During the year, the Corps signed new agreements to conduct grant reviews for the Department of Energy's Institutional Energy Conservation Program; provide construction management assistance at the National Aeronautics and Space Administration's Langley Research Center; provide design and construction management to the Department of Energy's Savannah River Operations Office; provide technical assistance to Puerto Rico on $400 million of wastewater treatment plant construction; conduct a water conservation study at the Corps' Prado Dam for the Orange County Water District, California; provide design and construction for the National Park Service along the Potomac and Anacostia rivers in Washington, D.C.; provide design and construction management services to the


Federal Aviation Administration on their $11.7 billion National Airspace System Plan; and design and build an intelligence center for the Drug Enforcement Administration.

By designating the illegal importation of drugs as a threat to national security, the president highlighted their serious menace to U.S. society. The Army continued to increase the extent and vigor of its support to the agencies charged with direct interdiction of narcotics.

Army support to Operation HAT TRICK II, a joint United States and host nation operation to interdict illegal narcotics trafficking through the Caribbean, included air traffic control operators, long-range secure communication support, and deployed helicopters. A command and control network, established to provide secure communications for the U.S. Coast Guard, included terminals at Miami, Florida; San Juan, Puerto Rico; and Guantanamo Bay, Cuba; and aboard two Coast Guard cutters at sea. The Army provided two Black Hawk helicopters with crew and maintenance support to augment existing U.S. Air Force support operating from Nassau and Great Exuma Island in the Bahamas.
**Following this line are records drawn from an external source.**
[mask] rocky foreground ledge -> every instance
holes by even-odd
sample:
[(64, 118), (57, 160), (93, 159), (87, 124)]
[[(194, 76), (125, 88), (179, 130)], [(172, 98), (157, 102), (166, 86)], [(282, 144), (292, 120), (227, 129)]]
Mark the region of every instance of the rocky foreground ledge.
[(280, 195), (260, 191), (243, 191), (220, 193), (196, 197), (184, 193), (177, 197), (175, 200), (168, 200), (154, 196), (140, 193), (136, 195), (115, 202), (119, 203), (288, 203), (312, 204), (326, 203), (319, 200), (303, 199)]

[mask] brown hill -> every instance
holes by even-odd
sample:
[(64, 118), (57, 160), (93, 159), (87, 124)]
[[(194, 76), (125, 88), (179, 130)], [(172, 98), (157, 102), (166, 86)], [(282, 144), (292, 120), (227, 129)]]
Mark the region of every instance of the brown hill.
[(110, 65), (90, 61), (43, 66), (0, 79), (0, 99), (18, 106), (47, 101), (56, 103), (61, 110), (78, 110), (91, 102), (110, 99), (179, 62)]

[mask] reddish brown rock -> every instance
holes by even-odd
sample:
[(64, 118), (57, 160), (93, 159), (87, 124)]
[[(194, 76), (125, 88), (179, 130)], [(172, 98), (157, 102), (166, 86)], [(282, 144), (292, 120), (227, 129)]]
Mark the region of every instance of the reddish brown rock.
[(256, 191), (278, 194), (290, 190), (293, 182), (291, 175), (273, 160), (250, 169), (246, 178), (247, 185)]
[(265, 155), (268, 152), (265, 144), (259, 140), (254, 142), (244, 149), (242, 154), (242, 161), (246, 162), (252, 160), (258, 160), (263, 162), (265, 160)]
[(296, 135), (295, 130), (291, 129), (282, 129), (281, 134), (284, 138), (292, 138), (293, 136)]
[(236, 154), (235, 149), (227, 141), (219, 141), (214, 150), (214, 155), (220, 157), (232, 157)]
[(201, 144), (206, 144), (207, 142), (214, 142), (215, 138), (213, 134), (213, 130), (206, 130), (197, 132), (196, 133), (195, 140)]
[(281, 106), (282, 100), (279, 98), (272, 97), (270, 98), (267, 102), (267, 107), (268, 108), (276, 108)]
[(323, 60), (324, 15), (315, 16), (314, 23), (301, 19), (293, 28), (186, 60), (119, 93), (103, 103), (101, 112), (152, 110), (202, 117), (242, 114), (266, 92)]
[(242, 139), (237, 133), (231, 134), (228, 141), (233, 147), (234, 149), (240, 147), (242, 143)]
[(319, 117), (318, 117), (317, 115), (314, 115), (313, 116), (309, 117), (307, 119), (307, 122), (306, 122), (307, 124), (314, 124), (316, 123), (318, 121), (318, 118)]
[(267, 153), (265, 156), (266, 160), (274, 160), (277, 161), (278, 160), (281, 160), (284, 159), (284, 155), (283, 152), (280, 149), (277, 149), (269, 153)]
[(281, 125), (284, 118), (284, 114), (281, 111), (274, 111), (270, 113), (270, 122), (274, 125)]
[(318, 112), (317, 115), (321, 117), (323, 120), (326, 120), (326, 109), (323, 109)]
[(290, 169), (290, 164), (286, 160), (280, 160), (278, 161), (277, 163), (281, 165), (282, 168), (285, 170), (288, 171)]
The Black Hawks transported Drug Enforcement Administration and Bahamian Strike Force Police to arrest traffickers. Army elements flew 115 missions that resulted in the seizure of 3,434 pounds of cocaine, 10,230 pounds of marijuana, 6 aircraft, and 7 vessels, and the apprehension of 17 suspects.

On 16 June and 10 July 1986, respectively, the Attorney General and the Deputy Secretary of Defense signed a joint declaration of the existence of an emergency situation as authorized by Public Law 97-86 (10 United States Code 374), and initiated Operation BLAST FURNACE in Bolivia. In response to a request for assistance from the government of Bolivia to the Department of State, elements of the Department of the Army provided mobility and logistics support to joint Drug Enforcement Administration and Bolivian National Police efforts to counter cocaine processing and drug storage sites in Bolivia. Support elements from the 193d Brigade (Infantry) in Panama deployed six Black Hawk helicopters with crews, maintenance and logistics support, a headquarters element for command and control, a security element, and miscellaneous ground equipment and vehicles to support sustained operations. The U.S. Air Force provided air transportation to Bolivia and re-supply. This operation, designed to disrupt the production and transshipment of cocaine from Bolivia, was very successful and


also proved the ability of Southern Command units to deploy and sustain extended operations in remote locations.

The Army continued its support of the Multinational Force and Observers (MFO) by providing an infantry battalion task force, a logistical support unit, and staff personnel for peacekeeping duties in the Sinai desert. The MFO was a result of the 1979 Egyptian-Israeli treaty of peace. When it became clear that the United Nations could not provide the peacekeeping force called for in the treaty, the two treaty governments on 3 August 1981 signed a protocol, witnessed by the U.S. Government, establishing the MFO. Charged with observing compliance with certain security provisions of the treaty, the MFO began operating on 25 April 1982. The security provisions provide specific limitations on the number and type of military personnel, armaments, and equipment permitted in each of the four zones established by the treaty in Egypt and Israel.